Steve Dixon, foodservice buying controller of Today’s Group, challenged the conference attendees to “understand how to service and gain an understanding of how our very broad range of wholesalers need help to move their business onwards and upwards”.
Dixon added that it didn’t matter if the caterer buying the products was a celebrity chef or someone running a B amp;B, they can’t meet the needs of the consumer if one part of a seven part recipe is missing. He said that Today’s needs to offer flexibility of ranges to a variety of differing wholesaler sizes, and what might be core for one is fringe for another. “Put simply, if our wholesaler customers want it, the member has to deliver whatever the volume just to retain the business.”
He acknowledged that availability remains an area of improvement for Today’s and asked for help from manufactures to improve forecasting and availability. “Service levels cannot be down to the wholesaler taking excess stocks to meet high minimum drops. I am sure we have wholesalers who would help with pilot schemes of how we can work better together without filling our depots with loads of stock. At the same time, suppliers need to be aware that we have potentially 240 delivery points and continually increasing minimum drops might make manufactures more efficient but wholesalers have neither the space nor the cash to be continually tied up with excess stocks.”

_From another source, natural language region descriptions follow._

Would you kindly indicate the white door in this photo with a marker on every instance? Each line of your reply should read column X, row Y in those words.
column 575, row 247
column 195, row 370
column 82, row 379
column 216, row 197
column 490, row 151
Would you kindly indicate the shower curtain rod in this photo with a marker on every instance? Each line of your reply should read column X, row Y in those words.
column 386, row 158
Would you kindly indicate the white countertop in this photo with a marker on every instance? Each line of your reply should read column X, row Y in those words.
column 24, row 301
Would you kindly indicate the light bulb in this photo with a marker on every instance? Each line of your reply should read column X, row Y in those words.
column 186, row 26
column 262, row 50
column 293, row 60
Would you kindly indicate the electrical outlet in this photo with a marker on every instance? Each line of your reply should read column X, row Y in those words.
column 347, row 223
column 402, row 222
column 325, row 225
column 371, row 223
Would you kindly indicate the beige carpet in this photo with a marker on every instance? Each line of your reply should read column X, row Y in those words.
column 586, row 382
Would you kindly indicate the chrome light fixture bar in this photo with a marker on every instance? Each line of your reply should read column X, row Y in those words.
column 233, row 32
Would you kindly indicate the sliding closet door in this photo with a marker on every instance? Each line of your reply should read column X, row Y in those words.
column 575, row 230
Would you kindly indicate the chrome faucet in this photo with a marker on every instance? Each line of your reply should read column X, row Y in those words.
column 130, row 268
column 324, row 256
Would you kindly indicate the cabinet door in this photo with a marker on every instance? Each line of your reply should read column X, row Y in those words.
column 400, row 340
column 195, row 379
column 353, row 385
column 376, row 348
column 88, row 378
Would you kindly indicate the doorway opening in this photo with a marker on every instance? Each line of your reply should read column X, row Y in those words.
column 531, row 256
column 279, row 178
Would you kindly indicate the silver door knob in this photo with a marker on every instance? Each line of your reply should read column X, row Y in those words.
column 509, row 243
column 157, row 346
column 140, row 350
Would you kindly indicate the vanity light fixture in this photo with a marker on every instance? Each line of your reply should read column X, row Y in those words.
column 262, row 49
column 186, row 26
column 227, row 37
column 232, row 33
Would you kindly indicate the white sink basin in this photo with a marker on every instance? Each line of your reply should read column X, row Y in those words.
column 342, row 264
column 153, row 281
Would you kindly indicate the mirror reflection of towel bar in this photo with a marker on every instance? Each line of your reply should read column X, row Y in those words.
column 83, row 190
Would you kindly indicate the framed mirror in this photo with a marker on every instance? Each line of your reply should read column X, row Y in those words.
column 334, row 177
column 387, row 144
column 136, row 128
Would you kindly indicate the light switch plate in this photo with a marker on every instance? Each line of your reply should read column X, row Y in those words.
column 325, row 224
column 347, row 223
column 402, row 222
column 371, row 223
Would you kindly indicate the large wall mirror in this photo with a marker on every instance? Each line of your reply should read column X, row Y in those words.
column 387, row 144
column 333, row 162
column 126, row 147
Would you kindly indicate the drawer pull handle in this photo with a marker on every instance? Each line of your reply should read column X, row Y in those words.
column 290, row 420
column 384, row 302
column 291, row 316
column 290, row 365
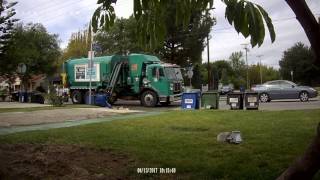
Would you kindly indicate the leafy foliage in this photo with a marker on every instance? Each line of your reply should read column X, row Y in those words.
column 6, row 22
column 32, row 45
column 180, row 43
column 78, row 46
column 248, row 18
column 300, row 59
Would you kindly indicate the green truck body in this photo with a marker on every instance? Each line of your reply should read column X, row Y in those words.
column 136, row 76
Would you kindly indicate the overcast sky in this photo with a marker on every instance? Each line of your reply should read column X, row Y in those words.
column 64, row 17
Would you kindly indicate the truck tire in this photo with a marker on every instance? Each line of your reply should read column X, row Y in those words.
column 112, row 99
column 264, row 97
column 76, row 97
column 165, row 103
column 303, row 96
column 149, row 99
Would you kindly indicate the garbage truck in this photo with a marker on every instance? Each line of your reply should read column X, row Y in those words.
column 132, row 77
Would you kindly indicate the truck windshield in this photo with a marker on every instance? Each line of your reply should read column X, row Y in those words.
column 173, row 73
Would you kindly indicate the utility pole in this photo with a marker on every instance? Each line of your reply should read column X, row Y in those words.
column 259, row 56
column 247, row 49
column 208, row 68
column 90, row 65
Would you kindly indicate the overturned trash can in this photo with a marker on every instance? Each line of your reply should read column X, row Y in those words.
column 251, row 100
column 210, row 100
column 235, row 100
column 101, row 99
column 190, row 100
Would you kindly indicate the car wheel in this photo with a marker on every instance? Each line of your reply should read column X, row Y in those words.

Allen Watts, executive director of Caterforce, said: “We are delivered wholesalers so do not treat us like cash and carries.” He added that Caterforce members were offering telesales calls through to 1am and the delivery service was flexible to suit the customer’s needs, with some deliveries twice a day and some over the weekend.
To be effective in this, though, Watts said: “We require what we order being delivered on time and in full.” And he echoed Dixon’s comments by saying that reasonable sized minimum orders were needed without significant cost penalties.